When passed as a command line parameter, the character sets
are concatenated in any order. Example:

`nsl` will generate a password with numerals, spaces, and lowercase letters.

It is also possible to reference multiple character sets at once using shorthands:
- `a` = `ulnps`, all the characters (95 chars)
- `ar` = `ulnrs`, all the characters, except those which are likely to be banned (84 chars)
- `z` = `ulnp`, all the characters, except spaces (94 chars)
- `zr` = `ulnr`, all the characters, except spaces, and those which are likely to be banned (83 chars)

Individual characters may be included with `i` or excluded with `e`.

Example:

`nci;de74M` will include numerals, capital letters, `;`, and `d`. It will exclude `7`, `4`, and `M`.

To include/exclude lowercase `i` or `e`, escape them with a `..` prefix. Example:

`le..in` will include lowercase letters, but will exclude lowercase `i` and `n`.

`pi..i..e` will include punctuation, `i`, and `e`.
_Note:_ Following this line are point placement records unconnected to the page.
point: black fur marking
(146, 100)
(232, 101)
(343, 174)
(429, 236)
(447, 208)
Some characters may need to be enclosed in parenthesis or prefixed with an escape backslash.
See: [https://www.w3schools.com/python/gloss_python_escape_characters.asp](https://www.w3schools.com/python/gloss_python_escape_characters.asp)

### Examples

```
python -m passutil uln 10 jti43gnnig4rng
X4TKHzTtWD
```

```
python -m passutil zr 15
{T7:b[mZ}JEs0+A
```

```
python -m passutil a 20 skyscrapers are not potato
ZW$OO%si`8ZvjPk'4.vX
```

```
python -m passutil n 4
8929
```

```
python -m passutil cps 9
>,T^ )|"A
```

```
python -m passutil niabcd..ef 20 jito firoj43rfneiffk3k
58480ddb2dc6a37be278
```

### Hashing Algorithms

**Python Password Utility** generates passwords using either
the SHA-2 512 algorithm or the SHA-3 512 algorithm.

To determine which algorithm is being used:
```
python -m passutil --hash
```

## Calling from Python

**Python Password Utility** provides two publicly accessible objects.
`SHA512_number` and `generate_password`.

`SHA512_number` is an `int` constant.
A value of `2` indicates that SHA-2 512 will be used for hashing.
A value of `3` indicates that SHA-3 512 will be used for hashing.

```python
import passutil

algorithm_version = passutil.SHA512_number
```

`generate_password` is a function.

```python
import passutil

password = passutil.generate_password(length, key, valid_chars)
```

`length` is a nonnegative `int` representing the number of characters in the generated password.

`key` is of type `bytes`. Its length cannot be zero. This value will be used to key the
SHA hash function.

`valid_chars` indicates which characters may appear in the output. It may be a `str` of the same
format as the `<character set>` parameter of the command line mode. Or it may be a `set` of `int`,
where the integers correspond to the ASCII values of the permitted characters.

The function will output a `str` containing the password.